Ottoman mencapai titik tertinggi kekuatan militer, politik, dan budayanya di bawah Sultan Suleiman I (dikenal sebagai The Magnificent di Barat atau Al-Qanuni di Timur).

  • Wilayah Terluas: Kekaisaran membentang di tiga benua: dari gerbang Wina (Eropa Tengah) hingga Teluk Persia, dan dari pesisir Afrika Utara hingga Kaukasus.

  • Reformasi Hukum: Suleiman menyusun kodifikasi hukum yang adil bagi seluruh rakyatnya, baik Muslim maupun non-Muslim (sistem Millet).

  • Seni dan Arsitektur: Era ini melahirkan karya-karya agung arsitek Mimar Sinan, seperti Masjid Sulaimaniyah.

4. Masa Stagnasi dan Tantangan (1600 – 1800)

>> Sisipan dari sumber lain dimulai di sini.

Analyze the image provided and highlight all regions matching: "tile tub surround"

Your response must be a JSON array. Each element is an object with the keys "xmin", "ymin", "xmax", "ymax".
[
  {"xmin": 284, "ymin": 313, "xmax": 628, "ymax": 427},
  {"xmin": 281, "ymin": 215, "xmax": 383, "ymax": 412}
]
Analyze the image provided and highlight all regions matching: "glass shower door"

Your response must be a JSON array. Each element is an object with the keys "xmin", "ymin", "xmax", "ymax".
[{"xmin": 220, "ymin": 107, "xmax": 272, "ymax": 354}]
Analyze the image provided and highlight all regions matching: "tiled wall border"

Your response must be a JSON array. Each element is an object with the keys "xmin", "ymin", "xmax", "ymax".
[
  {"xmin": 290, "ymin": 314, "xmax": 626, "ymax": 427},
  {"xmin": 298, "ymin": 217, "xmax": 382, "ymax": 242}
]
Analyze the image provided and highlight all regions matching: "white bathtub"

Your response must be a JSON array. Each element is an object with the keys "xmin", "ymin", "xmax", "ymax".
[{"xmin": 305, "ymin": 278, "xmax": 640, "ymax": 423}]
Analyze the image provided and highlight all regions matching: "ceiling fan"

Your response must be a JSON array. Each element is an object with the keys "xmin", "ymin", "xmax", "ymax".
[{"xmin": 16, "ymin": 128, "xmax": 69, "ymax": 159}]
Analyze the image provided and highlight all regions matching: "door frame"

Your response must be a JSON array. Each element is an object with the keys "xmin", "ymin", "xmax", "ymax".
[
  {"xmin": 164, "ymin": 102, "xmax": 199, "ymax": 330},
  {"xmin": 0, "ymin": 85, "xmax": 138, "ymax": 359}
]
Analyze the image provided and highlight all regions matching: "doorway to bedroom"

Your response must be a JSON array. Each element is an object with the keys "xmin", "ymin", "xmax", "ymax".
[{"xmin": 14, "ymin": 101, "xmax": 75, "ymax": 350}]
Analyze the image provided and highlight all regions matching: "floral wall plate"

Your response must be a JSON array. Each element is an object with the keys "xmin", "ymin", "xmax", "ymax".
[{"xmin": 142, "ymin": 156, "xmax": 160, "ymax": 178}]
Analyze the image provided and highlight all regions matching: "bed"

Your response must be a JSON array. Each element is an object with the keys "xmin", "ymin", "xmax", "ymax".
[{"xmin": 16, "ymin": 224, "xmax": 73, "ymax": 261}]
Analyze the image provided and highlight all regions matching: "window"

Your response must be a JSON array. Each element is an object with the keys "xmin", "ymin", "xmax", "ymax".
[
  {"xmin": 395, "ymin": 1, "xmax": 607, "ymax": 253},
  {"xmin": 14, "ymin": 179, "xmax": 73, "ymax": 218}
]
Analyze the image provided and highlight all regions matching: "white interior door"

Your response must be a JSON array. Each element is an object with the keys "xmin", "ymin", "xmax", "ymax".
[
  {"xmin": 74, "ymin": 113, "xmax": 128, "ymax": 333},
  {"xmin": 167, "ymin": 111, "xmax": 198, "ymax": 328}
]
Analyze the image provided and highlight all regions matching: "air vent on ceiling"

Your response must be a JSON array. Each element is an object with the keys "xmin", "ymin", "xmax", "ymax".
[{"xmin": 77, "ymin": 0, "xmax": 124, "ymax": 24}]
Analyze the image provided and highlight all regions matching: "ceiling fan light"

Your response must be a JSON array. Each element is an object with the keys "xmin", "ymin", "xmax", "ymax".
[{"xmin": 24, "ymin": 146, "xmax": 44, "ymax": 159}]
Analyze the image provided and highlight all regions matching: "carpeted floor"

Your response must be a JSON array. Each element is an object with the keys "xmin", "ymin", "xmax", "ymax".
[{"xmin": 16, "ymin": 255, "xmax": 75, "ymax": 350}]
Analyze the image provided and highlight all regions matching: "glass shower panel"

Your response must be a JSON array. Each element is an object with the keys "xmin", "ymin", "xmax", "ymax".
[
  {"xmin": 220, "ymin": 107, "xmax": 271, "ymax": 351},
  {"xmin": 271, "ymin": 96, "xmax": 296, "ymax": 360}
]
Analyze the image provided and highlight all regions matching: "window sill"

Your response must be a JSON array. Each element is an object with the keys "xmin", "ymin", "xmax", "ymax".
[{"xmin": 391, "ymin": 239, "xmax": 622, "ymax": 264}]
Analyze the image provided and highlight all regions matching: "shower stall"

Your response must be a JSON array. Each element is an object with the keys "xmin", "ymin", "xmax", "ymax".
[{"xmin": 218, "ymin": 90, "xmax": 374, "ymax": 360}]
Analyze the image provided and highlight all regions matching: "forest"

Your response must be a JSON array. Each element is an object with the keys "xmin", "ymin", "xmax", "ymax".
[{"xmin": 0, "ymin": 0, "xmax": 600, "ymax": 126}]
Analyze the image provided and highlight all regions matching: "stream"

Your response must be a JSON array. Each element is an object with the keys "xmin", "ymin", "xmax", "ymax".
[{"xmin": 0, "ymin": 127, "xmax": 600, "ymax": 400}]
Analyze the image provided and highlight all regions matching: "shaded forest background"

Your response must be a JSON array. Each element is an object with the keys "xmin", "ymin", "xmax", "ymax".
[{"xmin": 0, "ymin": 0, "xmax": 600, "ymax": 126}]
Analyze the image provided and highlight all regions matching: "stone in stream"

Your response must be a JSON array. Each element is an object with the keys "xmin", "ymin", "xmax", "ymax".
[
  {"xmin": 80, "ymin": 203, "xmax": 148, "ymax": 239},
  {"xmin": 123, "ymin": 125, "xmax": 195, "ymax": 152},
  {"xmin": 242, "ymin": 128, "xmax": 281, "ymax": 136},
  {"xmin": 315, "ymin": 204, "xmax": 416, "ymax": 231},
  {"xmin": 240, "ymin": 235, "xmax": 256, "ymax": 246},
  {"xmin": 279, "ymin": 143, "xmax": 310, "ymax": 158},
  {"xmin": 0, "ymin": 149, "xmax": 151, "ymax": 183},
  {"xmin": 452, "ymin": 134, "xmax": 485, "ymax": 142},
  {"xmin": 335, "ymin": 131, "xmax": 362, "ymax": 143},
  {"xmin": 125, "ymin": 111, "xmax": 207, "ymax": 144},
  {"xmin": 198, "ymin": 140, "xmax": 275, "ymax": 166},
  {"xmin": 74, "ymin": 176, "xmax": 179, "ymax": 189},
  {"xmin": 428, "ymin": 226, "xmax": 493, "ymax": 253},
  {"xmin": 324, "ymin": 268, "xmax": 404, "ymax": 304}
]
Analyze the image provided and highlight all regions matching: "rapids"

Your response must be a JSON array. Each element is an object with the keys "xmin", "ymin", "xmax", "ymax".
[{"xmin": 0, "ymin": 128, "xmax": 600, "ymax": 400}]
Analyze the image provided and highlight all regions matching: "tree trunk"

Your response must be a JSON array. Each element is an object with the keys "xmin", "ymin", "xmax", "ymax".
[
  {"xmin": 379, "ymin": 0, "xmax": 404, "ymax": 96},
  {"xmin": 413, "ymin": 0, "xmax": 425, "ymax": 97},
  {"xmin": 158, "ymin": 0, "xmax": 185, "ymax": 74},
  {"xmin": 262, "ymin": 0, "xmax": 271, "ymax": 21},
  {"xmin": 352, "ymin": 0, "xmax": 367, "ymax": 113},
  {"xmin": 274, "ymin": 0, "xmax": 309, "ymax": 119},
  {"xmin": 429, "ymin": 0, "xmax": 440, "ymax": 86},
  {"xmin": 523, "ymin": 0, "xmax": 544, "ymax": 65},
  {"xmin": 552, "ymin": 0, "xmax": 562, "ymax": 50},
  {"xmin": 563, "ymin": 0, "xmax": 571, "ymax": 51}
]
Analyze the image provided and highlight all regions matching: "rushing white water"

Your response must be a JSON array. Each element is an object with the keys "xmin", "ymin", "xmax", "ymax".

Setelah Suleiman, kepemimpinan Sultan mulai melemah dan muncul berbagai tantangan internal.

  • Kekalahan di Wina (1683): Kegagalan pengepungan Wina yang kedua kali menandai berakhirnya ekspansi besar-besaran Ottoman ke Eropa.

  • Korupsi dan Intrik: Terjadi perebutan kekuasaan di dalam istana (era Sultana) dan militer Janissari mulai melakukan pemberontakan karena merasa terlalu kuat.

  • Bangkitnya Rusia: Kekaisaran Rusia muncul sebagai saingan berat yang terus menggerus wilayah Ottoman di utara.